Usually, the parasites succeed in penetrating the lymphatic glands. Because of its infection, the lymphatic glands swell and after it the parasites enter the cerebrospinal fluid and brain causing a sleeping sickness like condition. Development of lethargic condition and recurrence of fever are the symptoms of its infection.
15. Disease Caused by Trypanosoma Gambiense:
Trypanosoma gambiense causes trypanosomiasis; most commonly referred to as sleeping sickness leading to coma stage and finally resulting into the death of the patient. In fact, two types of diseases are caused by Trypanosome which are essentially similar in symptoms. These are Gambian and Rhodesian sleeping sickness.
The Gambian sleeping sickness occurs in western part of Africa and its vector is Glossina palpalis, while Rhodesian sleeping sickness occurs in rest of Africa and its vector is Glossina morsitans. The only difference between the two is that the latter is more rapid causing the death of the patient within 3-4 months of infection.

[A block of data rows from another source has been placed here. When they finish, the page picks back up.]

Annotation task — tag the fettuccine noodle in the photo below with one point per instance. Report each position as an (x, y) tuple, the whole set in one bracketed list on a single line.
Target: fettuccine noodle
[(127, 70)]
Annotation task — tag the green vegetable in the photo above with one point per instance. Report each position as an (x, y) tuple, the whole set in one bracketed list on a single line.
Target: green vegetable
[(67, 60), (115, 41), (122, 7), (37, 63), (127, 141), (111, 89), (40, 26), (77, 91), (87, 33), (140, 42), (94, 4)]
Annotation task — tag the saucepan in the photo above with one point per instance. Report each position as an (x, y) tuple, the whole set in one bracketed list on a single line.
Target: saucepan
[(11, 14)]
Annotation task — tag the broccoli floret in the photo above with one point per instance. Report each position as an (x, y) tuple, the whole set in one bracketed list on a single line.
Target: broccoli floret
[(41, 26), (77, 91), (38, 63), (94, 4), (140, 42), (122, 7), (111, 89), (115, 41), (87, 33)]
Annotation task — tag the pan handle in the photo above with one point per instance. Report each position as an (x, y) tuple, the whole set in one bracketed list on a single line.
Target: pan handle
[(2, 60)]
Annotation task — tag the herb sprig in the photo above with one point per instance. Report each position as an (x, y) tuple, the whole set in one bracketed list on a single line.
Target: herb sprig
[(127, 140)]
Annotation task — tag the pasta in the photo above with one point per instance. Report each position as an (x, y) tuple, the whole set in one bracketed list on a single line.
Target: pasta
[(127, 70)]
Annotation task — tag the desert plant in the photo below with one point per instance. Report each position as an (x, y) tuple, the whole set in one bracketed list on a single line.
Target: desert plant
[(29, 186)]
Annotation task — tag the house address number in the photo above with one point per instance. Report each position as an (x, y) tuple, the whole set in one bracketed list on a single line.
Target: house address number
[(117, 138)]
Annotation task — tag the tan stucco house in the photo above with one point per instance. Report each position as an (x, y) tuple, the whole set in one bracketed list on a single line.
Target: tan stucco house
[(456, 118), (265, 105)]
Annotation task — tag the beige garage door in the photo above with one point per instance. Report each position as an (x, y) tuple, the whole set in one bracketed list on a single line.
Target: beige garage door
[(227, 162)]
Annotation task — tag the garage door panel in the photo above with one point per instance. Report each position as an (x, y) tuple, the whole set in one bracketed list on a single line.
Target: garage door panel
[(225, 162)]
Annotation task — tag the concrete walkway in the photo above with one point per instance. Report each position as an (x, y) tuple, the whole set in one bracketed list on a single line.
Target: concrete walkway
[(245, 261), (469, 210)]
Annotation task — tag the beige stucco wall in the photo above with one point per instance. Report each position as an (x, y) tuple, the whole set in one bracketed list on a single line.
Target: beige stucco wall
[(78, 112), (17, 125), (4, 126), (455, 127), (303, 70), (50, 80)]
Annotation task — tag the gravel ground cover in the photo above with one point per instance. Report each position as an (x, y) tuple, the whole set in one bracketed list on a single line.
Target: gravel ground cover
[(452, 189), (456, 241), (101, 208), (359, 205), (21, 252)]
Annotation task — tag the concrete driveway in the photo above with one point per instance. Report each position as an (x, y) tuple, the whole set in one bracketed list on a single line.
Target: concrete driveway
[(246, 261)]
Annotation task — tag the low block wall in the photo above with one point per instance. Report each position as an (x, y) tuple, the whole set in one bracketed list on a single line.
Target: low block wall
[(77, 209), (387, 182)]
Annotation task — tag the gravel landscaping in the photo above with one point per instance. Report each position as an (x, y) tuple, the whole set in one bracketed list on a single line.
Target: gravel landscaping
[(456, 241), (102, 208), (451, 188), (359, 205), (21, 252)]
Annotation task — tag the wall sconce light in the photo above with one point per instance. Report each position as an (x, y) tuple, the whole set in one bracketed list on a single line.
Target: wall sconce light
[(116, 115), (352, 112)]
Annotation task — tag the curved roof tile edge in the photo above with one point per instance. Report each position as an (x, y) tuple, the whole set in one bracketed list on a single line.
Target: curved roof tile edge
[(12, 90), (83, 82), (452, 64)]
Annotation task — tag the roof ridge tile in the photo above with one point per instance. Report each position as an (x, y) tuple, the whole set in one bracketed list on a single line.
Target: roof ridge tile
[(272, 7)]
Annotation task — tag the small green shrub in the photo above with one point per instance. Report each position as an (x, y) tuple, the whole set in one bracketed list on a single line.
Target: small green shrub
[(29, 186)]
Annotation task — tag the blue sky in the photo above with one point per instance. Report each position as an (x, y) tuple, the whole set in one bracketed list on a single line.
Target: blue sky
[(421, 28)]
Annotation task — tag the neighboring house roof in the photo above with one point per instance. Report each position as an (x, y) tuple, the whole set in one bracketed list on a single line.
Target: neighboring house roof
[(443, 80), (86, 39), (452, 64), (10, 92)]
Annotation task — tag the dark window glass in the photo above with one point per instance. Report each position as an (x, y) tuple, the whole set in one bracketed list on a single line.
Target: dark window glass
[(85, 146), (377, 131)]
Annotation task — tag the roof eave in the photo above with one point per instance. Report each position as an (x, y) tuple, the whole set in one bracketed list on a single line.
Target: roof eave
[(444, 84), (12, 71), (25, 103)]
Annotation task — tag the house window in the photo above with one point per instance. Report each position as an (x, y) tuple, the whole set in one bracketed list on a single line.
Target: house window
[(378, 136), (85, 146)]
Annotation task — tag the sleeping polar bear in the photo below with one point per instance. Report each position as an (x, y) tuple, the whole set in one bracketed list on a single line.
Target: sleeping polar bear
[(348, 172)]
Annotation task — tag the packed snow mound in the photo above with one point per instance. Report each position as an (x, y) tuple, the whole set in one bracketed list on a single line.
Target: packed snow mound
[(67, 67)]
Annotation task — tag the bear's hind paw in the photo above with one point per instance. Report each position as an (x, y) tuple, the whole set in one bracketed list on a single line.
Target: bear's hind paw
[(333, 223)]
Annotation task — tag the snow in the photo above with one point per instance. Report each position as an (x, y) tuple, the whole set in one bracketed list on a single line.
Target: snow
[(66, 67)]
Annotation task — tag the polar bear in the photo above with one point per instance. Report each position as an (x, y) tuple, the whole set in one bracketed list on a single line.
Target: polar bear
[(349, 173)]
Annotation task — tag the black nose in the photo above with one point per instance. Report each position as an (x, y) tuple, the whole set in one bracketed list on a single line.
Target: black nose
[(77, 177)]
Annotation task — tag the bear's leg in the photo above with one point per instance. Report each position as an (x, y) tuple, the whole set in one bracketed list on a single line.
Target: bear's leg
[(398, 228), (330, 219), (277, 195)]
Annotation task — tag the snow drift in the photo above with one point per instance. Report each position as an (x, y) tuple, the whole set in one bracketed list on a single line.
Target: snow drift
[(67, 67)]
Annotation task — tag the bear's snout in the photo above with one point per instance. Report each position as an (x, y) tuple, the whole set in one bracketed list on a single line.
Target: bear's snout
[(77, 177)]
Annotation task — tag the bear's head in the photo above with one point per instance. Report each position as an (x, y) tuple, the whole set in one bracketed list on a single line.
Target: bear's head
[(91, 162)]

16. Diagnosis, Treatment and Prevention of Disease Caused by Trypanosoma Gambiense:
The diagnosis is confirmed by examining fresh or stained peripheral blood or by examining the cerebrospinal fluid obtained by lumbar puncture or by examining the extract of enlarged lymphatic glands.
Arsenic and antimony compounds were until recently the drugs for treatment of trypanosomiasis, but now they are rarely used except for late stages when the parasites have invaded the central nervous system.
Two drugs, Bayer 205 (also called Antrypol, Germanin or Suramin), and Pentamidine or Lomidine are now widely used for both treatment and prophylaxis of human infections. These drugs are low in toxicity, effective in treatment, and prevent reinfection for several months.
Prevention (Prophylaxis) :
The following measures are suggested for preventing the infection of this parasite:
1. By eradicating the vectors. The infection of this parasite can be checked by completely eradicating the secondary host (Tsetse fly). For this, the endemic areas should be kept clean and regular spray of insecticides like DDT is suggested which help in eradicating the fly.
2. Care should be taken to keep the reservoir hosts free from its infection.
3. Preventive medicines should be taken frequently and periodically which help to a great extent from its infection.